Challenges with Clostridia Silage
When silage crops undergo clostridial fermentation, the resulting feedstuff is at risk for:
- Nutrient loss
- Reduced feed efficiency
- Reduced dry matter intake in ruminant animals
- Loss of milk production in dairy cows and potential milk taint
- Increased risk of ketosis or other metabolic disorders in dairy cows
Clostridia can break down proteins, leading to significant loss of silage quality and the production of biogenic amines — such as histamine, putrescine and cadaverine — that can affect herd health and/or production and produce odors.
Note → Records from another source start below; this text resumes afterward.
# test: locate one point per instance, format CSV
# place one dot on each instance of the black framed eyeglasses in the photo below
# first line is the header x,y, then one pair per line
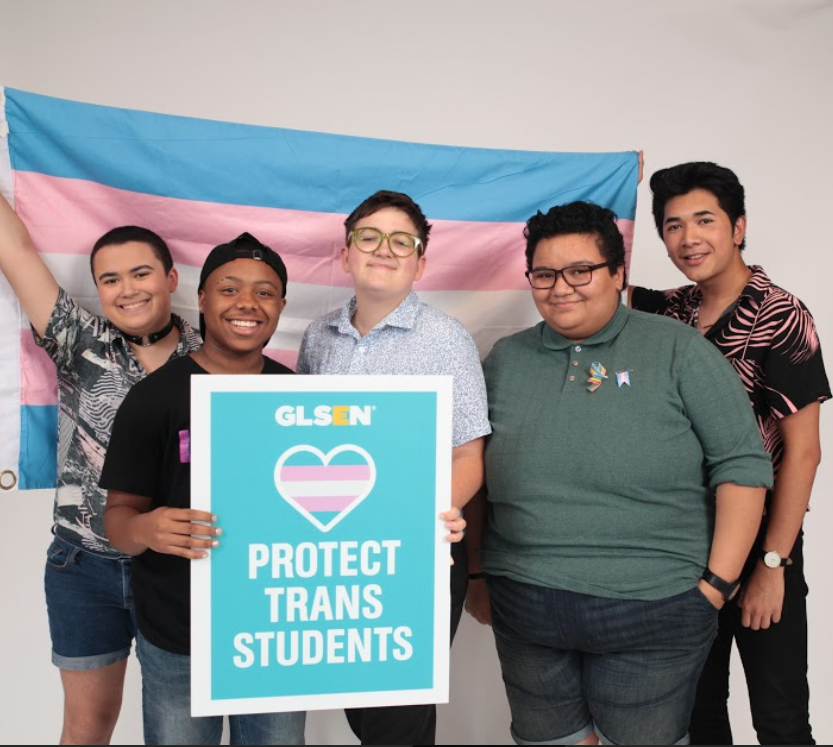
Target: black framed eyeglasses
x,y
401,243
543,278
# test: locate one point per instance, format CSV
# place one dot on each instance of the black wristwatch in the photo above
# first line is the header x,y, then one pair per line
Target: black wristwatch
x,y
726,588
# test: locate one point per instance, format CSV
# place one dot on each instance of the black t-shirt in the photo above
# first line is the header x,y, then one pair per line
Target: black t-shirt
x,y
149,455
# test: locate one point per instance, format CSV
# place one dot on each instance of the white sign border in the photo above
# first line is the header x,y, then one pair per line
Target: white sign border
x,y
202,387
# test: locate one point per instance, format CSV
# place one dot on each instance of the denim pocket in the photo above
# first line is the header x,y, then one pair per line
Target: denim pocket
x,y
61,555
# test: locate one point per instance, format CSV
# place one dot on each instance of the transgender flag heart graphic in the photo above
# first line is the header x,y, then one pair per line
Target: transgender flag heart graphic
x,y
324,488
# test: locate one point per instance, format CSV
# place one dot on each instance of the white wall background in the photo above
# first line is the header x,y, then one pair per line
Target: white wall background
x,y
745,83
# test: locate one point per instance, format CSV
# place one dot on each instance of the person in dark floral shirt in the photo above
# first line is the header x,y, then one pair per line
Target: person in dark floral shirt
x,y
770,338
98,359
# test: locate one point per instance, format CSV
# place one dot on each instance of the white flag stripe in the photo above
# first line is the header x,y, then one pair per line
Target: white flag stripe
x,y
323,488
9,334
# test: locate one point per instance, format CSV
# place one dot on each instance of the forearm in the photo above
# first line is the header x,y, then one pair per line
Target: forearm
x,y
467,472
123,522
31,280
790,498
737,521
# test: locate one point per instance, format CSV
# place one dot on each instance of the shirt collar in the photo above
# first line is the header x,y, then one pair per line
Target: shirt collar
x,y
554,341
756,287
404,316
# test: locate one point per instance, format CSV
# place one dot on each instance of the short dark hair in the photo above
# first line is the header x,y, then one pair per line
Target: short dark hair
x,y
582,218
125,234
679,180
385,198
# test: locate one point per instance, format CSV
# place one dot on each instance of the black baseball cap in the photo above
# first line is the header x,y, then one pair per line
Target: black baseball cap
x,y
245,246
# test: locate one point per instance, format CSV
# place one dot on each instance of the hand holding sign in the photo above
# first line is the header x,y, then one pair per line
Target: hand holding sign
x,y
180,531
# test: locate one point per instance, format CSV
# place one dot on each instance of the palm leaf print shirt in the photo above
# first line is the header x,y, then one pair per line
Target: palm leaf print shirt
x,y
769,337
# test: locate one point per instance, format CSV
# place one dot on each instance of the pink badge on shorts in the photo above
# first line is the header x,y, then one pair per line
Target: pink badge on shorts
x,y
185,447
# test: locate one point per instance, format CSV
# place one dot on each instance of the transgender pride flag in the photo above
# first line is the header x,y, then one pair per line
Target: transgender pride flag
x,y
75,170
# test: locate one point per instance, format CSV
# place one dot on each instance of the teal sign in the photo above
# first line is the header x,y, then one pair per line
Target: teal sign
x,y
330,584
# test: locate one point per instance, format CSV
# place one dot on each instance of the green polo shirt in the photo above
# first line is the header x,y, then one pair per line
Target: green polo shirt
x,y
611,492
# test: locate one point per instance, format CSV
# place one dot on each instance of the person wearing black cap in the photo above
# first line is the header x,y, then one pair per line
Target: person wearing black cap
x,y
242,293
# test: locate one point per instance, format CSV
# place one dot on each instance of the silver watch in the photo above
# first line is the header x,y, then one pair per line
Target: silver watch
x,y
773,559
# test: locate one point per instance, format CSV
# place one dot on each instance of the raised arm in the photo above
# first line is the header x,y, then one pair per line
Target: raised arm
x,y
30,278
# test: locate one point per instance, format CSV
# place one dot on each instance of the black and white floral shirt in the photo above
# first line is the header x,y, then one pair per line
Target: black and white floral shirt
x,y
96,368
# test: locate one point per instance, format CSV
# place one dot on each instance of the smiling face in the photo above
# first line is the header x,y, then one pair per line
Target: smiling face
x,y
241,302
576,313
700,238
382,274
134,289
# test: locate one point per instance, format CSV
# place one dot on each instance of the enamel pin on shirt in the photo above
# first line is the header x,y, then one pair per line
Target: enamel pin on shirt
x,y
597,373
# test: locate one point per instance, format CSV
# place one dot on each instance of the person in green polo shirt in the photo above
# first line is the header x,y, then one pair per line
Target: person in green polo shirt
x,y
625,478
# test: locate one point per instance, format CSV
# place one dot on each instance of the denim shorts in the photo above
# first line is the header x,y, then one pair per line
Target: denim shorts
x,y
166,708
90,604
574,664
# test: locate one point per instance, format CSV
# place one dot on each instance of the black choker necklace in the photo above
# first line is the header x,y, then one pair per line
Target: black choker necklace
x,y
147,340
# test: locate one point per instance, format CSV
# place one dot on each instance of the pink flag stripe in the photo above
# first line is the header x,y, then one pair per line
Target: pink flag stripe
x,y
288,357
332,472
314,504
462,255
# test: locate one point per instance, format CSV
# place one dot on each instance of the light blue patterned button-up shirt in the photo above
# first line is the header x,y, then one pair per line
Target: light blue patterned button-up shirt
x,y
414,339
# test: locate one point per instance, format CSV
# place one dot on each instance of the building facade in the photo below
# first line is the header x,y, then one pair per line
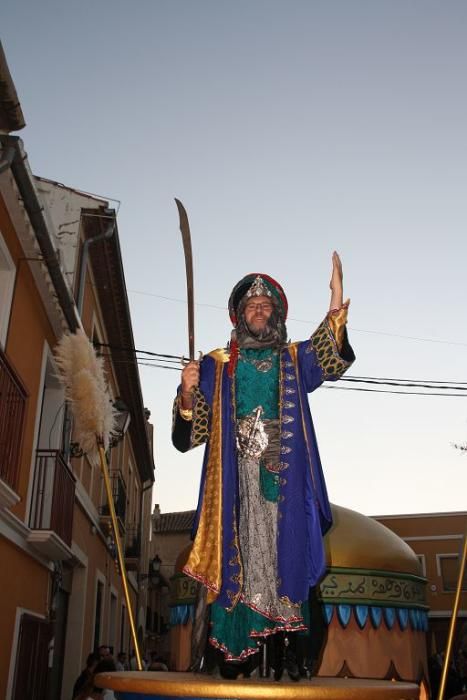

Clostridia botulinum. Localized production of botulinum toxin can occur if a large mammal, for example, a boar or deer, accidentally becomes ensiled. In these cases, botulinum toxin can develop even with optimal ensiling conditions and management. Feeding even small quantities of this silage can lead to multiple, rapid livestock fatalities.
Preventing Clostridial Silage
To prevent clostridia growth, producers can:
- Harvest at the correct DM level for the forage crop
- Achieve the proper packing density
- Cover and seal the ensiling structure to prevent moisture seepage and oxygen ingress
- Use a research-proven forage inoculant
Managing Clostridial Silage
Always discard spoiled or moldy silage. In particular, avoid feeding clostridial silages to pre-fresh and post-fresh dairy cows. If clostridial silage must be fed, limit the intake of butyric acid to no more than 1.7 ounces, or 50 g, per cow per day.